S’il est peut-être anachronique d’utiliser le terme de mélancolie en parlant de Botticelli, force est de constater que cette œuvre en est toute imprégnée. Marie tient dans ses bras Jésus et se penche, dans un geste d’une grande douceur et d’une infinie tristesse vers Jean-Baptiste, afin que celui-ci embrasse son cousin. Rien de joyeux dans cette scène familiale mais au contraire une gravité subtile et douce.
En 1490, Botticelli ainsi que nombre de Florentins, traverse une profonde crise mystique. L’arrivée du moine Savonarole n’y est pas étrangère. Celui-ci vitupère contre les mœurs florentines, le goût du luxe de ses habitants, leur fascination pour les mythes antiques. A ses yeux, Florence se vautre dans la débauche et l’amoralité, il en appelle à une vie plus austère, sévère. Cet homme charismatique convainc une grande part de la population et Botticelli n’y est pas resté insensible. L’artiste tourne alors le dos aux grandes compositions mythologiques qui ont fait sa célébrité et se concentre sur des thèmes religieux à la mise en page simplifiée.
Ici, les trois figures à l’échelle monumentale occupent tout l’espace et semblent même coincées dans celui-ci. Marie n’a pas d’autre choix que de se pencher vers Jean-Baptiste ; debout, elle sortirait du cadre. L’arrière-plan est à peine défini et sa profondeur toute relative. De même, l’orchestration des plis du vêtement de la Vierge se fait abstraction et la palette chromatique plus restreinte.
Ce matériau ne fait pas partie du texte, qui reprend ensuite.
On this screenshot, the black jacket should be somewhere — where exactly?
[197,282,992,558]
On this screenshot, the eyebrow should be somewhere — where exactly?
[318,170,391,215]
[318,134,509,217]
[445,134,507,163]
Cependant, cette simplicité n’est qu’apparence ; elle sert en réalité une iconographie subtile. En embrassant Jean-Baptiste, Jésus accepte son destin, son sacrifice. D’ailleurs c’est autant son cousin que la croix de celui-ci qu’il étreint. Le geste de Marie devient donc une préfiguration de la mise au tombeau et le buisson de rose une allusion, par ses épines, aux douleurs de la Vierge. Faut-il alors s’étonner de l’ambiance chagrine de ce tableau ?
Toutefois, même si le thème de la méditation sur le sacrifice du Christ figure parmi les favoris de Savonarole, pas de grands gestes, pas de cris ou de larmes dans cette peinture de Botticelli. C’est une douce tristesse qui habite les personnages dont le malheur est accepté car transcendé par la perspective de la rédemption.